OpenAFS
OpenAFS distributed network file system
/cygdrive/c/src/openafs/openafs.git/repo/src/ubik/vote.c File Reference

General Ubik Goal: The goal is to provide reliable operation among N servers, such that any server can crash with the remaining servers continuing operation within a short period of time. More...

#include <afsconfig.h>
#include <afs/param.h>
#include <roken.h>
#include <afs/opr.h>
#include <lock.h>
#include <rx/rx.h>
#include <afs/afsutil.h>
#include "ubik.h"
#include "ubik_int.h"

Functions

int uvote_ShouldIRun (void)
 Decide if we should try to become sync site.
afs_int32 uvote_GetSyncSite (void)
 Return the current synchronization site, if any.
afs_int32 SVOTE_Beacon (struct rx_call *rxcall, afs_int32 astate, afs_int32 astart, struct ubik_version *avers, struct ubik_tid *atid)
 called by the sync site to handle vote beacons; if aconn is null, this is a local call
afs_int32 SVOTE_SDebug (struct rx_call *rxcall, afs_int32 awhich, struct ubik_sdebug *aparm)
 Handle per-server debug command, where 0 is the first server.
afs_int32 SVOTE_XSDebug (struct rx_call *rxcall, afs_int32 awhich, struct ubik_sdebug *aparm, afs_int32 *isclone)
afs_int32 SVOTE_XDebug (struct rx_call *rxcall, struct ubik_debug *aparm, afs_int32 *isclone)
afs_int32 SVOTE_Debug (struct rx_call *rxcall, struct ubik_debug *aparm)
 Handle basic network debug command.
afs_int32 SVOTE_SDebugOld (struct rx_call *rxcall, afs_int32 awhich, struct ubik_sdebug_old *aparm)
afs_int32 SVOTE_DebugOld (struct rx_call *rxcall, struct ubik_debug_old *aparm)
 Handle basic network debug command.
afs_int32 SVOTE_GetSyncSite (struct rx_call *rxcall, afs_int32 *ahost)
 Get the sync site; called by remote servers to find where they should go.
void ubik_dprint_25 (const char *format,...)
void ubik_dprint (const char *format,...)
void ubik_vprint (const char *format, va_list ap)
void ubik_print (const char *format,...)
int uvote_Init (void)
 Called once/run to init the vote module.
void uvote_set_dbVersion (struct ubik_version version)
int uvote_eq_dbVersion (struct ubik_version version)
int uvote_HaveSyncAndVersion (struct ubik_version version)
 Check if there is a sync site and whether we have a given db version.

Variables

afs_int32 ubik_debugFlag = 0
 print out debugging messages?
struct vote_data vote_globals

Detailed Description

General Ubik Goal: The goal is to provide reliable operation among N servers, such that any server can crash with the remaining servers continuing operation within a short period of time.

While a short outage is acceptable, this time should be order of 3 minutes or less.

Theory of operation:

Note: #SMALLTIME and #BIGTIME are essentially the same time value, separated only by the clock skew, #MAXSKEW. In general, if you are making guarantees for someone else, promise them no more than #SMALLTIME seconds of whatever invariant you provide.
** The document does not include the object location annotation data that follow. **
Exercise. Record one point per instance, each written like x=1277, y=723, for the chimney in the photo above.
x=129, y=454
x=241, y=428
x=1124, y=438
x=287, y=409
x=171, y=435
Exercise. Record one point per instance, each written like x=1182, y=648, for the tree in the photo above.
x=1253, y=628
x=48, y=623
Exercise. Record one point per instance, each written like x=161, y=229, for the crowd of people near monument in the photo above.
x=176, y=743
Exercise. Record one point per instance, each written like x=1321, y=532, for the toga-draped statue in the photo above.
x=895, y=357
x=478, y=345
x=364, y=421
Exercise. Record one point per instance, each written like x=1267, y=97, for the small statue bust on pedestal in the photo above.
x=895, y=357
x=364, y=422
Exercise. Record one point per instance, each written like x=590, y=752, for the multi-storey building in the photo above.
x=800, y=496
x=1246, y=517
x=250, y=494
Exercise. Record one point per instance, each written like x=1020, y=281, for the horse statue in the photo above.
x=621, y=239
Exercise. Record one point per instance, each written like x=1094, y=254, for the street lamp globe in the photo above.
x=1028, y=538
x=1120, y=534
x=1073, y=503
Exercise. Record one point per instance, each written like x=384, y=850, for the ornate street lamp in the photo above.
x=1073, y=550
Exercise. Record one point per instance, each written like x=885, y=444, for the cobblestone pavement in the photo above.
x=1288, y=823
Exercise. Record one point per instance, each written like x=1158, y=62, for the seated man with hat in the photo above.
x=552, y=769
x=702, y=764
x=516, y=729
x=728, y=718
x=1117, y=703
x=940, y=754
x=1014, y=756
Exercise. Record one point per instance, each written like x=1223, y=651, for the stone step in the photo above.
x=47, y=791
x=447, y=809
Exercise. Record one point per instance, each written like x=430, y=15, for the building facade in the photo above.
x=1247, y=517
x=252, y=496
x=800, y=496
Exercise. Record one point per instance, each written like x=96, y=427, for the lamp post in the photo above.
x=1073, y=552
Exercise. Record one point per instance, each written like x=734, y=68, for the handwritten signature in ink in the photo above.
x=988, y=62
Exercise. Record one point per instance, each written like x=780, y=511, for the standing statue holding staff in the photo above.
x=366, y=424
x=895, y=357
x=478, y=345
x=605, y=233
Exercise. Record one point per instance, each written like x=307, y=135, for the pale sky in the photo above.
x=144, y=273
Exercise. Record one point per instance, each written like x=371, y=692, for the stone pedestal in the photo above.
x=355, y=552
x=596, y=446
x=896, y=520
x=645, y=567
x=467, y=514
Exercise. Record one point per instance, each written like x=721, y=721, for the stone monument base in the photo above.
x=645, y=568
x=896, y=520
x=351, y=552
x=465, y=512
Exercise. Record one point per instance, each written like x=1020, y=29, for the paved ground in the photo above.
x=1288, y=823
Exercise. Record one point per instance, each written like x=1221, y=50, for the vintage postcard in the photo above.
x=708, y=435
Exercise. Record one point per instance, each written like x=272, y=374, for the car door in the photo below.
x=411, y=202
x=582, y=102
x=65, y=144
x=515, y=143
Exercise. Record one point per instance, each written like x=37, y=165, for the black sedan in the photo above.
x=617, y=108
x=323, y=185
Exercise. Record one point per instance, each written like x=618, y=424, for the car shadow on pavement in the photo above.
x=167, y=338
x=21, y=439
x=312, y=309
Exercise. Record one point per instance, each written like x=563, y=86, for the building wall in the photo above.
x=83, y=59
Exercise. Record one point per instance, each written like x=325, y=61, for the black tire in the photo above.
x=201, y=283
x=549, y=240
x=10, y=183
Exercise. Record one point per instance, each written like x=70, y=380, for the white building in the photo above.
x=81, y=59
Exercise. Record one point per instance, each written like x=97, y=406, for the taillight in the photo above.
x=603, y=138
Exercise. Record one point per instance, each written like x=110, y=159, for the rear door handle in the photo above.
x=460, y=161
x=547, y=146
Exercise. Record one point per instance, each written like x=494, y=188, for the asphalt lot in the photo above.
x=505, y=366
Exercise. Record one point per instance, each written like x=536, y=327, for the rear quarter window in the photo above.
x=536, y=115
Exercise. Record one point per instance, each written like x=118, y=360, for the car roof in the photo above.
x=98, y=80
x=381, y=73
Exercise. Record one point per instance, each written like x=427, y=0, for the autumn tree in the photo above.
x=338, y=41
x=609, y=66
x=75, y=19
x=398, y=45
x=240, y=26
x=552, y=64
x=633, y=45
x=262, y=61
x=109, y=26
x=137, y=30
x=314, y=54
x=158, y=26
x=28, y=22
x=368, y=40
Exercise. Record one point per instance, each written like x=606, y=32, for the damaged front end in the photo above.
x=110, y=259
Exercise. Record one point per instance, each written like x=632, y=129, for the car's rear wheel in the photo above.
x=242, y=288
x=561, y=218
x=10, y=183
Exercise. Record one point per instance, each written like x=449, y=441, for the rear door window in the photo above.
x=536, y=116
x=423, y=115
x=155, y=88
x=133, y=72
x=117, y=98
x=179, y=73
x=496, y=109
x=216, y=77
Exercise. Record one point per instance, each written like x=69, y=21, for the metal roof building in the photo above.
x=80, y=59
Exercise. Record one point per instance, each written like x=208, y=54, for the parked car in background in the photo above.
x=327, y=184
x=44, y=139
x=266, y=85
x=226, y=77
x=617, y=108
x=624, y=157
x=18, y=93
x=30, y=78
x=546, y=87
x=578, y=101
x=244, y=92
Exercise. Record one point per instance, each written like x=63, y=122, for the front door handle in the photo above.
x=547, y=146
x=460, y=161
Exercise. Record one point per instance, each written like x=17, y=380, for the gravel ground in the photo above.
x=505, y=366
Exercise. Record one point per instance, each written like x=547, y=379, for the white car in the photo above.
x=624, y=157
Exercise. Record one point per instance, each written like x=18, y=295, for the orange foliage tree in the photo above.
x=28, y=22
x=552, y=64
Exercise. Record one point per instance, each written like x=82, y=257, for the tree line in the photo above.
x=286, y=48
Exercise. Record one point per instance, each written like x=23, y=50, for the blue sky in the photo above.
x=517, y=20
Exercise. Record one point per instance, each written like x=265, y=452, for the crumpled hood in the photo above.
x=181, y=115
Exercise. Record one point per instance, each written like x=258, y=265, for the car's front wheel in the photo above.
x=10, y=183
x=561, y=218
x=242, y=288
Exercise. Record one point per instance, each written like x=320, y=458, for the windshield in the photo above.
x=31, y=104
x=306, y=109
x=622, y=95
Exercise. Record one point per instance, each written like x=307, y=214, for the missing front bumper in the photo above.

If you are waiting to be sure some invariant is now false, wait at least #BIGTIME seconds to be sure that #SMALLTIME seconds has passed at the other site.

Now, back to the design: One site in the collection is a special site, designated the sync site. The sync site sends periodic messages, which can be thought of as keep-alive messages. When a non-sync site hears from the sync site, it knows that it is getting updates for the next #SMALLTIME seconds from that sync site.

If a server does not hear from the sync site in #SMALLTIME seconds, it determines that it no longer is getting updates, and thus refuses to give out potentially out-of-date data. If a sync site can not muster a majority of servers to agree that it is the sync site, then there is a possibility that a network partition has occurred, allowing another server to claim to be the sync site. Thus, any time that the sync site has not heard from a majority of the servers in the last #SMALLTIME seconds, it voluntarily relinquishes its role as sync site.

While attempting to nominate a new sync site, certain rules apply. First, a server can not reply "ok" (return 1 from ServBeacon) to two different hosts in less than #BIGTIME seconds; this allows a server that has heard affirmative replies from a majority of the servers to know that no other server in the network has heard enough affirmative replies in the last #BIGTIME seconds to become sync site, too. The variables #ubik_lastYesTime and #lastYesHost are used by all servers to keep track of which host they have last replied affirmatively to, when queried by a potential new sync site.

Once a sync site has become a sync site, it periodically sends beacon messages with a parameter of 1, indicating that it already has determined it is supposed to be the sync site. The servers treat such a message as a guarantee that no other site will become sync site for the next #SMALLTIME seconds. In the interim, these servers can answer a query concerning which site is the sync site without any communication with any server. The variables #lastBeaconArrival and #lastBeaconHost are used by all servers to keep track of which sync site has last contacted them.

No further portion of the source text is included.